Wie weiter mit den Berufsschulen?

In der alten Bundesrepublik war man stolz auf sein „duales Berufsausbildungssystem". Ganz unbescheiden, wie hierzulande üblich, hielt man es für das beste der Welt. Seit ein paar Jahren mehren sich zweifelnde Stimmen. Der Deutsche Gewerkschaftsbund spricht längst von einer „Krise des dualen Systems", und seit der PISA-Studie hält man das deutsche Bildungssystem als Ganzes für das Allerschlimmste. Daß eine Gesellschaft, die die politische und gesellschaftliche Mitte zum Fetisch erhoben hat, in erster Linie eben mittelmäßig ist, ist naheliegend; in Deutschland denkt man aber lieber in Superlativen.

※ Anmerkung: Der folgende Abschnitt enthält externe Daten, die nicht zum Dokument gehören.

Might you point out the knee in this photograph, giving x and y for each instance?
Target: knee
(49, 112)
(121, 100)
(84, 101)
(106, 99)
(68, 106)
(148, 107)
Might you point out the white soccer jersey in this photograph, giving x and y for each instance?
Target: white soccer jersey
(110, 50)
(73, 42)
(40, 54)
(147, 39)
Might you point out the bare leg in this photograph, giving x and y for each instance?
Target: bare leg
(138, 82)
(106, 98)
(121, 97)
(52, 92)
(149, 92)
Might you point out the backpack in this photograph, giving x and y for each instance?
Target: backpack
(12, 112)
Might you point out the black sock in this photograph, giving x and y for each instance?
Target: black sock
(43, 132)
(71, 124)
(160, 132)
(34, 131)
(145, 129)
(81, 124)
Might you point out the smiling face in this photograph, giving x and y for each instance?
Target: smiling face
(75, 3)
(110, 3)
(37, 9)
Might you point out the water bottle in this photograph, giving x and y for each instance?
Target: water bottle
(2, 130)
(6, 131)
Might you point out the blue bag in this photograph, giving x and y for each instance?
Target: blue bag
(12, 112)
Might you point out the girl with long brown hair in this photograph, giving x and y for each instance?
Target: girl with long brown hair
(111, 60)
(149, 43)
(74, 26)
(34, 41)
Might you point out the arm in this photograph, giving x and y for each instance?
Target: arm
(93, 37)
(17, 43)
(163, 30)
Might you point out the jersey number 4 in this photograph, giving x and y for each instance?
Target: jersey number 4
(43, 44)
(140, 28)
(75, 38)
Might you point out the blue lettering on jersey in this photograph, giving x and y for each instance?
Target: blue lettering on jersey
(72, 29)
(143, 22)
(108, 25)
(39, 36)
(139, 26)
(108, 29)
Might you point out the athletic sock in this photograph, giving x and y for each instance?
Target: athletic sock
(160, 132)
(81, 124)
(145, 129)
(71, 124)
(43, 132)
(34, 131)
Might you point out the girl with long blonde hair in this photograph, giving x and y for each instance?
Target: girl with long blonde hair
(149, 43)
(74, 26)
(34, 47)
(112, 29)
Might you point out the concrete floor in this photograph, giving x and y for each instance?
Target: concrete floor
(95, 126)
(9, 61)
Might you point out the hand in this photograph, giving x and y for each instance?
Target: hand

Bevor das duale System Ende der sechziger Jahre von der Großen Koalition eingeführt wurde, führten die Unternehmen, in der Mehrzahl kleine Handwerksbetriebe, die Lehrlingsausbildung allein und so, wie sie wollten, durch. Die OECD bescheinigte der bundesdeutschen Berufsausbildung damals, sie sei schlecht, und dem Handwerk liefen die Lehrlinge davon, weil die Eltern ihre Sprößlinge lieber auf weiterführende Schulen schickten. Deshalb konnten sich Sozialdemokraten und Gewerkschaften mit einer uralten Forderung durchsetzen: Die Berufsausbildung regelt seitdem ein Berufsausbildungsgesetz.

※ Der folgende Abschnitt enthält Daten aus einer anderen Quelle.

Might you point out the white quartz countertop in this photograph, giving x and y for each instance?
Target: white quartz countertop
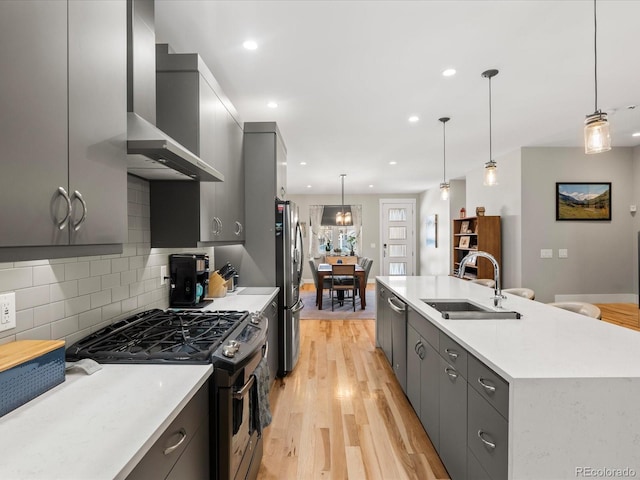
(95, 427)
(547, 342)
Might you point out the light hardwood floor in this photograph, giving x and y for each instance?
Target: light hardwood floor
(342, 415)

Eigentlich hätten Berufsschule und Lehrbetrieb gleichberechtigt die Verantwortung für die Berufsausbildung haben sollen. In der Praxis war das aber zu keinem Zeitpunkt so. Aus Sicht der Lehrherren ist die Berufsschule nur ein Anhängsel der betrieblichen Ausbildung, wenn nicht gar reine Zeitverschwendung. Bis heute ist das Gros der Lehrstellen in kleinen und mittleren Betrieben angesiedelt. Dort geht es zumeist eher darum, Lehrlinge als billige Arbeitskräfte ausbeuten zu können und weniger um die Qualität der Ausbildung. Lehrjahre sind keine Herrenjahre, heißt es denn auch unentwegt, was unterschlägt, daß sich das für die meisten im Verlauf ihres Berufslebens nicht ändert. So gesehen ist eine der Hauptaufgaben der betrieblichen Ausbildung wohl eher, die verzogenen Kinder schon mal an lebenslange Knechtschaft zu gewöhnen.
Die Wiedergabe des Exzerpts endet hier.